Lo cual era cierto. Utopía pretendía tratar por igual a todos sus ciudadanos, pero la realidad era otra. Ichilov quería que su hijo comprendiese que no sería justo que Torelli fuese sacado de la lista de espera, si al resto de los paracaidistas fallecidos en Sigma Draconis se les daba un trato diferente. La solución de su hijo era tan sencilla como impracticable: si el ejército les había enviado a la muerte, el ejército debía responsabilizarse de que volviesen a la vida en un plazo breve.
Te pierden todo el respeto cuando mueres. Nos llaman despectivamente fiambres, pero nosotros hemos vencido a la muerte, mientras los terrestres prefieren ser comida de gusanos antes que enfrentarse a sus prejuicios. Tal vez la vieja humanidad merezca ser sustituida por variantes más avanzadas. Tal vez el enfrentamiento con Surya sea, además de inevitable, necesario.
Al puente del Oberón llegaron los primeros datos de batalla. El enemigo acababa de aparecer cerca de Júpiter: se trataba de un salto de aproximación forzado por la deformación del espaciotiempo que causaba el gigante de gas. Los dispositivos de alerta temprana que Tierra Unida poseía en el sistema joviano transmitieron por enlace cuántico imágenes de la fuerza invasora. Ichilov identificó al acorazado que avistaron en Épsilon Indi, entre las naves que componían la formación. Era el buque más grande e iba escoltado por varias naves. Presintió que escondía alguna sorpresa desagradable, que pronto descubrirían.

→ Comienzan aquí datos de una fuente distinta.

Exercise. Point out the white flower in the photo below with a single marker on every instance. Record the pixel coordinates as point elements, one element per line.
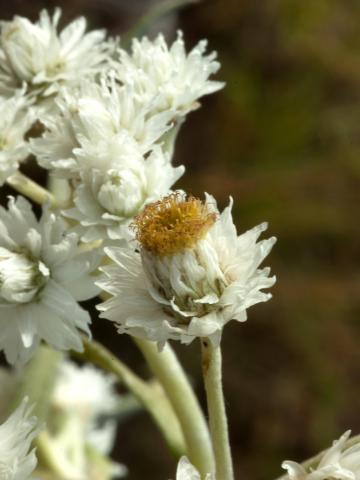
<point>105,143</point>
<point>88,394</point>
<point>193,273</point>
<point>15,120</point>
<point>83,401</point>
<point>338,463</point>
<point>42,276</point>
<point>17,461</point>
<point>94,125</point>
<point>186,471</point>
<point>106,201</point>
<point>176,79</point>
<point>35,53</point>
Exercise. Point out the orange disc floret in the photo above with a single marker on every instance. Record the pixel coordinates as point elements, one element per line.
<point>173,224</point>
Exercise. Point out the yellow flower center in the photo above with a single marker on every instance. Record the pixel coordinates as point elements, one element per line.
<point>173,224</point>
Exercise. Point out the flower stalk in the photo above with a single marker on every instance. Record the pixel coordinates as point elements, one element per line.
<point>24,185</point>
<point>151,396</point>
<point>212,373</point>
<point>167,368</point>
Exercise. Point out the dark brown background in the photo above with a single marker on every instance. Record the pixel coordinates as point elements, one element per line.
<point>283,139</point>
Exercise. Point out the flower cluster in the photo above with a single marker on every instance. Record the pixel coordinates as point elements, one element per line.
<point>81,422</point>
<point>43,275</point>
<point>37,55</point>
<point>103,120</point>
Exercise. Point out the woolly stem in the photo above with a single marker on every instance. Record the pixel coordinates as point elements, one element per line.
<point>24,185</point>
<point>166,367</point>
<point>212,373</point>
<point>150,395</point>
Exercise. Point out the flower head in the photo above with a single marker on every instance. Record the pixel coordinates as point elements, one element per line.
<point>96,126</point>
<point>17,461</point>
<point>172,78</point>
<point>192,275</point>
<point>37,55</point>
<point>172,224</point>
<point>15,120</point>
<point>105,202</point>
<point>338,463</point>
<point>42,276</point>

Los suryanos dispararon contra los satélites de transmisiones y las pantallas se llenaron de estática. El recuento de unidades hostiles arrojaba un total de ocho buques pesados y una docena de naves auxiliares. Una fuerza pobre para vencer a la armada aliada. ¿Exceso de confianza? Ichilov no lo creía así. Las inteligencias suryanas no cometían esa clase de errores. Tenía que existir otra razón para que hubieran enviado aquel escaso contingente.
Los ordenadores tácticos de la flota procesaban toda la información que los satélites remitieron antes de ser silenciados, tratando de predecir el punto por donde sería más probable que el enemigo emergiese en el segundo salto hasta Marte. El almirante Shalev no las tenía todas consigo, pues ordenó que cinco buques activasen sus motores de torsión para dirigirse a la Tierra. Eso debilitaría las posición de la flota, pero reforzaría las defensas terrestres si a los suryanos se les ocurría atacar la capital federal.
Media hora después de que se perdiese el enlace con Júpiter, la flota emitió la señal de alerta de combate. Un par de artefactos desconocidos acababan de aparecer en las pantallas.
No hubo tiempo de que los cazas se acercasen a interceptarlos. Se trataba de dos bombas de pulso magnético, que estallaron en cuanto surgieron del túnel de salto. El enemigo quería cegarles antes de atacar.
Algunas naves cercanas al foco de la explosión resultaron afectadas, al quedar inutilizados sus sistemas electrónicos, pero el grueso de la formación no resultó alcanzado. Se necesitaba un pulso mucho más potente que aquél para dañar los blindajes de protección de una formación que ya estaba bastante dispersa en el campo de batalla para prevenir, precisamente, que la detonación de ese tipo de armas en el espacio causase estragos. Tras el desastre de Épsilon Indi, el cuartel general había reforzado los apantallamientos de sus equipos contra la guerra electrónica. El enemigo les menospreciaba al juzgar que podía emplear el mismo truco dos veces.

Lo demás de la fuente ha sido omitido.